Amazon has launched the enhanced version of the Alexa voice assistant, called Alexa+, in Canada, affording more natural language conversations thanks to the power of GenAI.
Alexa+ is a smarter, more proactive AI assistant that brings a heightened level of intelligence, responsiveness, and usefulness to the experience, says the company. Available in Early Access phase for English-speaking Canadians, conversations are natural and fluid as you engage in dialogues to ask questions or get information. It can understand what you mean, not just what you say, replying with nuance.
Specifically for Canadians, it can recognize regional expressions, knows information about Canadian sports teams, has an appreciation for homegrown music and culture, and can navigate distinctly Canadian topics.

Built on advanced large language models (LLMs) through Amazon Bedrock, it can effortlessly coordinate devices and services through agentic capabilities to get things done on your behalf. For example, it can control and manage smart home devices, connect to your favourite music streaming service, make reservations through OpenTable, help plan itineraries with Fodors, provide news headlines from CBC, and connect you with Canadian artists and music scenes.
You can also use Alexa+ to help wih searching for items and even buying them online. It will make useful suggestions based on your interests. Amazon is expanding its partnerships with services like Yelp, Uber Eats, Suno, and TripAdvisor, coming soon.
The service is also personalized to each individual user, adapting to your needs over time, including your preferences, context, and routines. It can remember your favourite music, for example, what books you have read, and the foods or types of foods you want to avoid or are allergic to. It can adapt tone and emotions based on conversations, and speaks uniquely to each person in the household using visual and voice ID, adjusting responses accordingly.

Tell Alexa+ about your daily routine, for example, travel preferences, even how you want to unwind after work, and it will use that knowledge to help with the flow of your day.
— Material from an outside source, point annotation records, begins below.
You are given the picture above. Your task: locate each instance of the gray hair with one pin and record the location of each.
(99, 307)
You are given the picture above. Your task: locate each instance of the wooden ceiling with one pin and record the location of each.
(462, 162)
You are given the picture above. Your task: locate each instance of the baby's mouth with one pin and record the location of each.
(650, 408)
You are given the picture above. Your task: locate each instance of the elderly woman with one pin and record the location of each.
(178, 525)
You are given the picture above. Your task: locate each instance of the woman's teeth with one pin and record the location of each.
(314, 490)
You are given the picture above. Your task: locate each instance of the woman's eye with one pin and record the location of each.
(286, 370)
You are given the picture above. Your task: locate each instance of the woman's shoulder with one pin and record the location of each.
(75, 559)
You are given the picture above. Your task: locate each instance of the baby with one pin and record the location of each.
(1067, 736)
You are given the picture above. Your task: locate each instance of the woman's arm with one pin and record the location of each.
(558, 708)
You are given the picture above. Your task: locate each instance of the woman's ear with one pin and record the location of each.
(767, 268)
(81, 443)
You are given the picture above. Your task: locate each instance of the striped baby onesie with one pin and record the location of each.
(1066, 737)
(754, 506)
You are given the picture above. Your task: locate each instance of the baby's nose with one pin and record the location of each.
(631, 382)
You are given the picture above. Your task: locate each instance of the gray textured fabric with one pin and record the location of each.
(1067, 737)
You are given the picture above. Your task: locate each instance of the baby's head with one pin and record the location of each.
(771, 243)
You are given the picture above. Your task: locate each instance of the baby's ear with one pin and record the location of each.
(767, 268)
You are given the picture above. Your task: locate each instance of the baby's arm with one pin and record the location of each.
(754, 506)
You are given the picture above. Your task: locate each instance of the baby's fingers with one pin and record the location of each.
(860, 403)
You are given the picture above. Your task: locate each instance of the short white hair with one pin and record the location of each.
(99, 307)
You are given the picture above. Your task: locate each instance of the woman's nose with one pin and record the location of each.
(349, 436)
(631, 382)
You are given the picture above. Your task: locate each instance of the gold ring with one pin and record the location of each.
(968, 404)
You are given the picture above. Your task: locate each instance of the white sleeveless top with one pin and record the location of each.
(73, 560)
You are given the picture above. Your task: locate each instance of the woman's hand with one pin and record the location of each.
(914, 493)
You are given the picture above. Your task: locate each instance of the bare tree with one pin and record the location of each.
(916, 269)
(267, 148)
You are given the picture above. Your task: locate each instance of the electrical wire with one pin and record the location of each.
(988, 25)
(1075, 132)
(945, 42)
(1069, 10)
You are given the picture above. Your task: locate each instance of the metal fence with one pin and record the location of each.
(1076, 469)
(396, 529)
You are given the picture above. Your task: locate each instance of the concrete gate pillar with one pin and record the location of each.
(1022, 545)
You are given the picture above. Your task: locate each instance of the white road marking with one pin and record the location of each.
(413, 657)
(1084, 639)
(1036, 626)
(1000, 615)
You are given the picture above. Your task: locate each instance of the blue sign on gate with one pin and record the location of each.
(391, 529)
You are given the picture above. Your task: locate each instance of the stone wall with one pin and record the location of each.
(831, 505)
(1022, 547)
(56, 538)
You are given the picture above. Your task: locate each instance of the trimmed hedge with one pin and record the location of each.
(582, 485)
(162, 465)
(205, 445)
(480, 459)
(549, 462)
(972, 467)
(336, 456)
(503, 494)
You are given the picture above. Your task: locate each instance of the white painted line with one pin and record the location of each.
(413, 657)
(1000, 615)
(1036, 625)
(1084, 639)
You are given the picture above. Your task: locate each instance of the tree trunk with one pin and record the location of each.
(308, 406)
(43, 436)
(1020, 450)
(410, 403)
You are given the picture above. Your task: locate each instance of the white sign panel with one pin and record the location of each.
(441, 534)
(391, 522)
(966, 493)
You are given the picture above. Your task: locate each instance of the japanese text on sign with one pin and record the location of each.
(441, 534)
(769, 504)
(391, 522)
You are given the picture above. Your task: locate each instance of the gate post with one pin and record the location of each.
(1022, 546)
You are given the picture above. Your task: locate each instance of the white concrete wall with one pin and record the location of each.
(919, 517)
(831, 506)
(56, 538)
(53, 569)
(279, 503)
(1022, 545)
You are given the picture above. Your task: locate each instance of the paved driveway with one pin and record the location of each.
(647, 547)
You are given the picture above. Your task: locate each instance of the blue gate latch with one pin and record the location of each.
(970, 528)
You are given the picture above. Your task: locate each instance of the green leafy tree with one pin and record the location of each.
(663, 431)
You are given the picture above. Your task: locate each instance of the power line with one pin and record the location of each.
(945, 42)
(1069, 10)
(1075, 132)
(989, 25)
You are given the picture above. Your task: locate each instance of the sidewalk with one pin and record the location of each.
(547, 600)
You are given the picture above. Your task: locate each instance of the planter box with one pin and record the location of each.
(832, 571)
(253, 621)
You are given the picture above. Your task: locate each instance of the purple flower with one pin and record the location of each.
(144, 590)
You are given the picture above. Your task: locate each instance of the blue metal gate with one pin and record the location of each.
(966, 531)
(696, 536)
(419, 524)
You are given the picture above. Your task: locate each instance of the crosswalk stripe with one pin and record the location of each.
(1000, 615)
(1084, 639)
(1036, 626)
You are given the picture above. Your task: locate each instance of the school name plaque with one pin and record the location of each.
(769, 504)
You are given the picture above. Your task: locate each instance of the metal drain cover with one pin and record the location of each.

This might involve dimming the nights after a long day, queuing up a favourite playlist, and suggesting a short meditation session before bed. When suggesting recipes, it can remember foods that family members don’t like or allergies and take this into consideration. It can do things like raise the thermostat right before it knows you’ll be home, start brewing coffee in the morning, or remind you when a new episode of your favourite TV show is out.
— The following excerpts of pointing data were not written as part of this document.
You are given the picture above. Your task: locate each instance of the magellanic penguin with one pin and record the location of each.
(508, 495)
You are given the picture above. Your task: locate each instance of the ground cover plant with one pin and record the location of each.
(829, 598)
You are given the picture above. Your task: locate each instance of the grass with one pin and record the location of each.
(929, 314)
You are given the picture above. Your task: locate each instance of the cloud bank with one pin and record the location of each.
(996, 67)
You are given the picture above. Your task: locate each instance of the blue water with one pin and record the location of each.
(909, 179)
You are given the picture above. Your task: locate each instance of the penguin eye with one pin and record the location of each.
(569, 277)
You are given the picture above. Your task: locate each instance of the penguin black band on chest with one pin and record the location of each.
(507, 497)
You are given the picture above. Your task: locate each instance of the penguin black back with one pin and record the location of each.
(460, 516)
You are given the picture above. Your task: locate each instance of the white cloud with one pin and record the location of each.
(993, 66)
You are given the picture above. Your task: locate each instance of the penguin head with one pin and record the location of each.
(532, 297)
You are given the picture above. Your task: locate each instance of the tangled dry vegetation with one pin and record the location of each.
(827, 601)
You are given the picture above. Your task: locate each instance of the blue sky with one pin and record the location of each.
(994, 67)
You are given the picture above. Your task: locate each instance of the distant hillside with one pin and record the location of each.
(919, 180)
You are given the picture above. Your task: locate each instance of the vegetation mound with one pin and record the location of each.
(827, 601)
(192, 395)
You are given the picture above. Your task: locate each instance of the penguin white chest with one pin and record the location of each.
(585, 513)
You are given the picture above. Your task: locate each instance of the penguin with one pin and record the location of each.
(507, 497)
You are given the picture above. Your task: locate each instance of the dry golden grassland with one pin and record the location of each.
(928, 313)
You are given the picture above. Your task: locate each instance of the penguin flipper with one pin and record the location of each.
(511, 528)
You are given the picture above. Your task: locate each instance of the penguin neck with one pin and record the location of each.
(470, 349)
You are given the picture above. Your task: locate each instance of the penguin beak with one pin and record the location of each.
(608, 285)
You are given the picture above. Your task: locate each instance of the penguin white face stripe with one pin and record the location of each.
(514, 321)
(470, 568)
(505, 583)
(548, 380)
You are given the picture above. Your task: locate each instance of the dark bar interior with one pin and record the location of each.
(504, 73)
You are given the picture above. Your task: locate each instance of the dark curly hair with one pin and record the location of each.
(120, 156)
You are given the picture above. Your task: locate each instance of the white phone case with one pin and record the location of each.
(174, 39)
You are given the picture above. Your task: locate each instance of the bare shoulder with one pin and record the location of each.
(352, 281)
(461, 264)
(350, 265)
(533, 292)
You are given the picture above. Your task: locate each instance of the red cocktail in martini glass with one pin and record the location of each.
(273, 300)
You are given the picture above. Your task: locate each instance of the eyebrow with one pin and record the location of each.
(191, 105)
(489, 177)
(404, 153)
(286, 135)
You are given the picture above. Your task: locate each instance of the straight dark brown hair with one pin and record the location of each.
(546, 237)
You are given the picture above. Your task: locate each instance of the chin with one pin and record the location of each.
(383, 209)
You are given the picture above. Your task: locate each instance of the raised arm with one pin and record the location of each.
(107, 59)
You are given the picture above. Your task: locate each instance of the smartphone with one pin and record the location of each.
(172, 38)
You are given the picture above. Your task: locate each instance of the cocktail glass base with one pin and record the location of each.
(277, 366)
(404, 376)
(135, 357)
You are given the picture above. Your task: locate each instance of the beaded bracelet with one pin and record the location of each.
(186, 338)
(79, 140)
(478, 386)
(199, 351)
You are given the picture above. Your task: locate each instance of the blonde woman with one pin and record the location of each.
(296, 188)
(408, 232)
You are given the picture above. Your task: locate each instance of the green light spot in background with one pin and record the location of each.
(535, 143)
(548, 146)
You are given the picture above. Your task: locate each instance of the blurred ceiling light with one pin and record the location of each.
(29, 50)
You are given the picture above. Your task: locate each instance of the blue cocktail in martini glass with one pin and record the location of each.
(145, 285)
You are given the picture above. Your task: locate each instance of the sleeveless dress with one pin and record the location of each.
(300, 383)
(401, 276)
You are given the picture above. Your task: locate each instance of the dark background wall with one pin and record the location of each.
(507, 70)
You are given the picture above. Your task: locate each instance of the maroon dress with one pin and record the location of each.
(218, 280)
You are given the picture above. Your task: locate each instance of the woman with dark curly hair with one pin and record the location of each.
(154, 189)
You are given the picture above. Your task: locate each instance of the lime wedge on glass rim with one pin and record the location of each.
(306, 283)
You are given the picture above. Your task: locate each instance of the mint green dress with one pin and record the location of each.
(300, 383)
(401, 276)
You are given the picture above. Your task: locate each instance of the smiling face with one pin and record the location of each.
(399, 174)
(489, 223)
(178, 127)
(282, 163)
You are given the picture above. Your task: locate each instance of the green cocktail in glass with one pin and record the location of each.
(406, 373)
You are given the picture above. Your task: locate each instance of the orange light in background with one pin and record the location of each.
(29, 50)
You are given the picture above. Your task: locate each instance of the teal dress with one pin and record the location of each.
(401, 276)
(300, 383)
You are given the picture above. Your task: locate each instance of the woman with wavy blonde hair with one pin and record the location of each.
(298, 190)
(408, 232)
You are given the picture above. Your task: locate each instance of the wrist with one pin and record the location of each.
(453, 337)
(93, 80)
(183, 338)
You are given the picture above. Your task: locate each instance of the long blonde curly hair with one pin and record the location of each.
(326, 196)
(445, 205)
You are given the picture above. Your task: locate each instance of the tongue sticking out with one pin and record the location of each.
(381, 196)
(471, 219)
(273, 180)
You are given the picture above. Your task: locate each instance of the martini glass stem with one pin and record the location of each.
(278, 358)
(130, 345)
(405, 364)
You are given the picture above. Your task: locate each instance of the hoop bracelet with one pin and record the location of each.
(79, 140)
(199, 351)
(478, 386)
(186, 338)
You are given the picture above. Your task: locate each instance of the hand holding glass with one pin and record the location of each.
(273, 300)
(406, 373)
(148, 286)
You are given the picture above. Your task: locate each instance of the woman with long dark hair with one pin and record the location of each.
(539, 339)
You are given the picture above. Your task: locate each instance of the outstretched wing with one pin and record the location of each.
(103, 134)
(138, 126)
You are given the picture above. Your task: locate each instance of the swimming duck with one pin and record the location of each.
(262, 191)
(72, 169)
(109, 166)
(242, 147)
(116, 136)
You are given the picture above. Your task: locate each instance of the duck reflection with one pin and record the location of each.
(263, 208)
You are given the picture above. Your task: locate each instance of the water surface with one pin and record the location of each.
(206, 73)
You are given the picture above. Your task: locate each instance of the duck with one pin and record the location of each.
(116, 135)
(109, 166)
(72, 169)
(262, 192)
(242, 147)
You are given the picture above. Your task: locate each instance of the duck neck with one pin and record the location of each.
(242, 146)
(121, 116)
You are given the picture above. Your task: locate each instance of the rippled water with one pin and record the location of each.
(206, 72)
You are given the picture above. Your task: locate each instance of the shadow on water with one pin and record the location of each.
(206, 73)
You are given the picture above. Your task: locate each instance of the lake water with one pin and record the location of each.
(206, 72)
For shopping, you can simply tell Alexa when you are running low on something, and it will ask about your preferred brand and price to confirm details before placing an order, through Amazon, of course. If you’re planning a dinner party, it can help you with the shopping list. It can also track package deliveries, advise you of price drop on items you have on your list, and help you discover new products. While browsing on Amazon, it can help you compare features, summarize reviews, and suggest complementary items. This is all, of course, smart marketing to help increase Amazon sales.
When controlling your connected smart home devices, you can give more contextual commands, like to play your favourite artist, then ask it to move the audio to a speaker in another room when you move there. You can also ask it to play something everywhere, or do thing like show you the front door on an Echo Show smart display to see footage from your Ring camera. You can even give statements like “I’m cold” and it will intelligently know to turn up the heat, or “it’s too dark” to have it turn on some lights. Create custom routines by voice as well to combine multiple actions, like the lights, music, and coffee machine coming on for a good morning routine. You don’t have to rely on the app.
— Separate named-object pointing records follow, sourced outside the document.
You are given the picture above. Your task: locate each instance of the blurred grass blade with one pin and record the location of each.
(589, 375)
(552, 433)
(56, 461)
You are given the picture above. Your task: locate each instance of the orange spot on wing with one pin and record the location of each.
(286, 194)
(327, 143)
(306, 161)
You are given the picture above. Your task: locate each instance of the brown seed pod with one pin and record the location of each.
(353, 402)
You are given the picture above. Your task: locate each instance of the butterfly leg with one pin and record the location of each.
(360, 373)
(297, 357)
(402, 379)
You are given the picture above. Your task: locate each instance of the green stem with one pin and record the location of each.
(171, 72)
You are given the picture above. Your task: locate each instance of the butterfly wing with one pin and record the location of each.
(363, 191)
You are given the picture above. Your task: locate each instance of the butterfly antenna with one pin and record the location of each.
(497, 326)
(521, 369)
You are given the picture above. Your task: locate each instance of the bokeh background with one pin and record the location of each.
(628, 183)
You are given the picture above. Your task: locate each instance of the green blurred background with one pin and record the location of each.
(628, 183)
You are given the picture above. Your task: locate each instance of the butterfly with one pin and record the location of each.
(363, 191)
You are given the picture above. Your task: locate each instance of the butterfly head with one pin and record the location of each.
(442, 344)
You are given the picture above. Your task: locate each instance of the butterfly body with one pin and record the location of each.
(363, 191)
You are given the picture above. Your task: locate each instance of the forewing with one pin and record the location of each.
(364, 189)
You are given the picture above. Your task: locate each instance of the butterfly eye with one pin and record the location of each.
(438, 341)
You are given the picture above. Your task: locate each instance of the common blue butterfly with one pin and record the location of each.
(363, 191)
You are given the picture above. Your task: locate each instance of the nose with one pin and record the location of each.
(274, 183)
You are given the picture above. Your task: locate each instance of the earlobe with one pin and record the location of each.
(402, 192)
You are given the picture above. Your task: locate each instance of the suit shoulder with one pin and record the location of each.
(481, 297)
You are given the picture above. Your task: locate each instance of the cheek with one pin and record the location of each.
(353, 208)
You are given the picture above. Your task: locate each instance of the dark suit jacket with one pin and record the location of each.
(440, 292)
Privacy is the big question, of course. Amazon says customers can review their interactions and use the Alexa Privacy dashboard to control privacy settings. Alexa-enabled devices are designed with multiple layers of protection, so a visual indicator lets you know when Alexa is listening to their request.
Alexa+ costs $28/mo. but is free for all Prime members. It will be free during the Early Access phase, which has begun rollout in Canada. To be among the first to try it, purchase a new eligible Echo device. Customers who already own certain Echo devices can sign up to try Alexa+ Early Access by visiting www.amazon.ca/newalexa.
New Echo devices purpose-built for Alexa+ include the Echo Show 8, Echo Show 11, Echo Dot Max, and Echo Studio.